Dr. Lockard also listed some other reasons why she refuses to take patients whose families won’t vaccinate.

One is that she doesn’t want to put her other patients at risk through exposure to unvaccinated people. Some diseases like measles—which has experienced several recent outbreaks across the U.S. because of the falling vaccination rates—spread incredibly quickly and can easily jump between individuals in the space of a clinic. Dr.

Lockard also said that there was a real legal concern that parents might try to sue her if their child gets sick or dies of a vaccine-preventable illness while under her care.

Further, Dr. Lockard went on to express concerns with anti-vaxxers in positions of power on the national level.

In June, US Health Secretary and notorious anti-vaxxer Robert F. Kennedy Jr. fired and replaced all of the independent vaccine advisors on the Advisory Committee on Immunization Practices, the body responsible for determining the CDC’s vaccine schedule. Last month, he made news again when he laid off outright all of the committee’s support staff. This loss of personnel makes it likely that the CDC won’t be able to publish its new vaccine schedule when it’s due on January 1st of next year. The new vaccine schedule is required by Vaccines for Children (VFC), a program that provides vaccines for 52% of children in America. Dr. Lockard confirmed that VFC provides her practice with vaccines, and the effects could be devastating if the new vaccine schedule doesn’t go through: “The VFC program . . . provides vaccines to clinics and health departments in order to vaccinate Medicaid kids or uninsured kids,” said Dr, Lockard. “We have a huge proportion of Medicaid families here in Macomb, and so if I lose access to the VFC vaccines, it would absolutely wreak havoc on our ability to maintain vaccination rates.”

Dr. Lockard maintains hope, though, that the CDC will pull through and still publish its vaccine schedule despite all.

Talking to Dr. Lockard, I was surprised she had received so much resistance on the vaccine front given her strong credentials and long record of community service.

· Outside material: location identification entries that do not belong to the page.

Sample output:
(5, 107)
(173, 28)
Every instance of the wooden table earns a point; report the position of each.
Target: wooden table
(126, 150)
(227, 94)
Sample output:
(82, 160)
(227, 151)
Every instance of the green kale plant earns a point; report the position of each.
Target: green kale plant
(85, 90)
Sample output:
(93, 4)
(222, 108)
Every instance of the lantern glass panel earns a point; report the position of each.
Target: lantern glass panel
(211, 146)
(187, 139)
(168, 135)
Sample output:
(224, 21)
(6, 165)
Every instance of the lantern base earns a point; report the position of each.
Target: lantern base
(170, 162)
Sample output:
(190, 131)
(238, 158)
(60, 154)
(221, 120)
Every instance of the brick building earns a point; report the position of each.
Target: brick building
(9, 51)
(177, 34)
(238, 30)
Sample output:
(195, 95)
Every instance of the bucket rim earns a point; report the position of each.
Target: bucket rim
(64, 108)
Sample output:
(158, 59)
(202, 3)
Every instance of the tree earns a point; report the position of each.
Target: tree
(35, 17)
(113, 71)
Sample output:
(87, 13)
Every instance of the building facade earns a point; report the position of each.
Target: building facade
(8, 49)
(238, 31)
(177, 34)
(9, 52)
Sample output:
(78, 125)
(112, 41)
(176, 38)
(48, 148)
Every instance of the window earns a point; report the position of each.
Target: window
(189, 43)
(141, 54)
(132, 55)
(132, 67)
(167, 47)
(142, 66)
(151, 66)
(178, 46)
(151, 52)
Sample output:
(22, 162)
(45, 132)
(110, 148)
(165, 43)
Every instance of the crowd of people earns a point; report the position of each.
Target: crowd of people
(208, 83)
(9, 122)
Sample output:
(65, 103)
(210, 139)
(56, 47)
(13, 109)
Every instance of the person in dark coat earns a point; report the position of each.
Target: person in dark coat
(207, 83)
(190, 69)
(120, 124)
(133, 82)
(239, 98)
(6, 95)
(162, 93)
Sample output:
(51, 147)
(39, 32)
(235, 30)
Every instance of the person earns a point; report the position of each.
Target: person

Dr. Lockard also still seemed a little surprised by it, and hurt as well. She says that she eventually came to the conclusion that families’ unwillingness to vaccinate wasn’t really about her or her effectiveness as a doctor, and she accepts that there’s only so much she can do to combat anti-vaccine disinformation or convince people that vaccinating really is what’s best for their child.

Still, she said it was hard for her not to take it personally, commenting, “It really does break my heart to think that I can’t convince somebody to do the right thing.”